Une seule chose n'a pas changé : son accoutrement. A croire qu'il porte le même costar sombre aux revers trop larges, le même col de celluloid blanc sur une chemise bleue reprisée, la même cravate noire en corde et les mêmes manchettes trop longues qui lui arrivent au ras des ongles.
— Eh bien, mon jeune ami ! fait-il de sa petite voix minutieuse et bêlante, vous avez changé depuis le lycée !
Je serre sa petite main fiévreuse et il me fait entrer dans son castel.
L'appartement n'est pas racontable. Faut vraiment être un vieux pédagogue pour crécher ici. Les meubles croulent sous les livres. Des bouquins jonchent le sol et s'empilent dans le couloir. C'est une sorte de lèpre monstrueuse qui bouffe tout. Des vieilles nippes, du linge sale, de la vaisselle souillée s'accumulent dans les endroits les plus inattendus.
Mais pire que le désordre, ce qui frappe, c'est l'odeur. Une demi-douzaine de greffiers m'en rendent compte. On fait de l'Holliday on ice sur les résidus de ces messieurs.
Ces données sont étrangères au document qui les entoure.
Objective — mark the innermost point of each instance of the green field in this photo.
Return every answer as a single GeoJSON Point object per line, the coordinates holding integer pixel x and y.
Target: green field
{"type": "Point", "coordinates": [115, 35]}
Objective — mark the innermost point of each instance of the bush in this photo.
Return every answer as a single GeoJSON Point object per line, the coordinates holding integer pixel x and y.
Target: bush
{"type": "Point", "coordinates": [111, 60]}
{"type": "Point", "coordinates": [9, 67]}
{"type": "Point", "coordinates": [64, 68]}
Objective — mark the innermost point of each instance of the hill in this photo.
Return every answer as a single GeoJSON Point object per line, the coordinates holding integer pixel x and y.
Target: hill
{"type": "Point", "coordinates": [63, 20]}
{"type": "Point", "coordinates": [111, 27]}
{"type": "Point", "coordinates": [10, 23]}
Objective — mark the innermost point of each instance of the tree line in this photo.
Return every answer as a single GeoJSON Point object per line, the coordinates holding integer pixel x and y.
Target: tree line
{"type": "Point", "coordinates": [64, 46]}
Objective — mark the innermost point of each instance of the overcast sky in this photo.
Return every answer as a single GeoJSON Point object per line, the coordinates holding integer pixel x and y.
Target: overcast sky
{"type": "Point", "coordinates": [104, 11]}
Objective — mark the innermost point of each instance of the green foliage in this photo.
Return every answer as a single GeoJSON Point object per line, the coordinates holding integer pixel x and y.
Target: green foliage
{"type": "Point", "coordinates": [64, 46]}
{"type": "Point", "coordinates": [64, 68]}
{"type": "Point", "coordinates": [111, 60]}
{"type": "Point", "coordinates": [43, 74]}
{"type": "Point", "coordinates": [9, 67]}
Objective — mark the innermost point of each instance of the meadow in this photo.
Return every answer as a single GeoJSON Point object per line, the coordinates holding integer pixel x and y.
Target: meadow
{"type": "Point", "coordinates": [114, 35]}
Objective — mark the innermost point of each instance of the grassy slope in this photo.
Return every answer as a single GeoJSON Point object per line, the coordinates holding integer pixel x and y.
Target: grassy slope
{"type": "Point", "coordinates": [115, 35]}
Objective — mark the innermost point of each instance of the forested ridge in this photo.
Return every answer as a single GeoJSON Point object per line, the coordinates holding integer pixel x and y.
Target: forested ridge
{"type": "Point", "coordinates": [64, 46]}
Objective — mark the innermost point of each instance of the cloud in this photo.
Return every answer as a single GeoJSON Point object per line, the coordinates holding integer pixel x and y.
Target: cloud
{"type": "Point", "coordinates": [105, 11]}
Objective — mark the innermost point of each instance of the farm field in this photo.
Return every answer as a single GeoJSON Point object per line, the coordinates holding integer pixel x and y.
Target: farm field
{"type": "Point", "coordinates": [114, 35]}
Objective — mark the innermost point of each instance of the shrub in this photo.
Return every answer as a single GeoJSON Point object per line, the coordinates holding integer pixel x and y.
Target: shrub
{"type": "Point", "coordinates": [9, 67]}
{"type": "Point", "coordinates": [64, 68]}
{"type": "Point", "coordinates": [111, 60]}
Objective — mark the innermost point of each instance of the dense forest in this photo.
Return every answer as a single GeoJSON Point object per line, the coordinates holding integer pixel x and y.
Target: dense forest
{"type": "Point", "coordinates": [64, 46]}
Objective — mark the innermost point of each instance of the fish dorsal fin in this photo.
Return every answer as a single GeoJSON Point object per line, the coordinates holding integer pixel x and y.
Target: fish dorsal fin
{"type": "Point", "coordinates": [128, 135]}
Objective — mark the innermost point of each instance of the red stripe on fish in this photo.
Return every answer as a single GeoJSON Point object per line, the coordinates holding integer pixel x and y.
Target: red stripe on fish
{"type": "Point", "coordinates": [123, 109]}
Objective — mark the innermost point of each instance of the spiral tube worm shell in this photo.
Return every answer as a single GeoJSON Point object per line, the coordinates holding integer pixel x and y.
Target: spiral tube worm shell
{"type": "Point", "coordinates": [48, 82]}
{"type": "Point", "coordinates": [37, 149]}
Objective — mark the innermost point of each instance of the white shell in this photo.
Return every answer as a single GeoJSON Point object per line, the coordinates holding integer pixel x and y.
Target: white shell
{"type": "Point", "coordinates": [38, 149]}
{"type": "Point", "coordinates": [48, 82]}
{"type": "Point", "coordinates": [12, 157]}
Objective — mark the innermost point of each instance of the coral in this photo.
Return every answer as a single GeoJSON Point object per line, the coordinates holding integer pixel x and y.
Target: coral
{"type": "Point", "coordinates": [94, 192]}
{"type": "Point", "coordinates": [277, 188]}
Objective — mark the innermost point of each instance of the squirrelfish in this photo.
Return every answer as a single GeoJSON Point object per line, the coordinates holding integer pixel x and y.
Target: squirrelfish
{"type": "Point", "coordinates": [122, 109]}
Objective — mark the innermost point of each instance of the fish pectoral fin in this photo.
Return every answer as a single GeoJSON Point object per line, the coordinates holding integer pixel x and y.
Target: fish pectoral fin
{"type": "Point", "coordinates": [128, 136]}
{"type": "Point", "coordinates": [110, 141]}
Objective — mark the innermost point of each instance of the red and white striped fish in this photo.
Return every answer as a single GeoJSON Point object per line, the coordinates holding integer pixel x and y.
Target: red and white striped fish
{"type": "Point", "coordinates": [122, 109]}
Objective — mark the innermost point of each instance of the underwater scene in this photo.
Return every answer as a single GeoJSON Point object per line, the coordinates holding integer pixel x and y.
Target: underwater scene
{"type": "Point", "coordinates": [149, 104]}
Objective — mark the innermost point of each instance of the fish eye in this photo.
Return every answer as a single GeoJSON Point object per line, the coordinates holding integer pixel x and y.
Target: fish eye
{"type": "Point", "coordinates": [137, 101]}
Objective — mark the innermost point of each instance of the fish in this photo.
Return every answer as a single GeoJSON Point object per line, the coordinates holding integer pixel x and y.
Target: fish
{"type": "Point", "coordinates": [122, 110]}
— Le ménage n'est pas fait, m'avertit Morpion, excusez-moi. Mais je suis rentré ce matin de l'hôpital.
— Qu'aviez-vous ?
— Une glomurite distendue de la membrane perchée, m'explique-t-il.
— C'était douloureux ?
— Au début on ne s'en rend pas compte, mais progressivement les symptômes apparaissent. On commence par faire un foutriquet latent du capuchon et ça évolue très vite, jusqu'à ce qu'on assiste à un affaissement de l'Huhéner. Lorsque le professeur Bhandemhoux m'a opéré, j'étais sur le point de faire un culbutus du croupionus.
Tout en m'expliquant sa maladie, il a débarrassé un fauteuil des livres, des chats et, des excréments qui l'encombraient.
— Asseyez-vous, mon jeune ami. Je peux vous offrir un petit quelque chose ?
— Volontiers, accepté-je.
Et Je me gondole comme une fête nautique sur le Grand Canal.
— Si je m'étais douté qu'un jour vous me paieriez à boire, dis-je.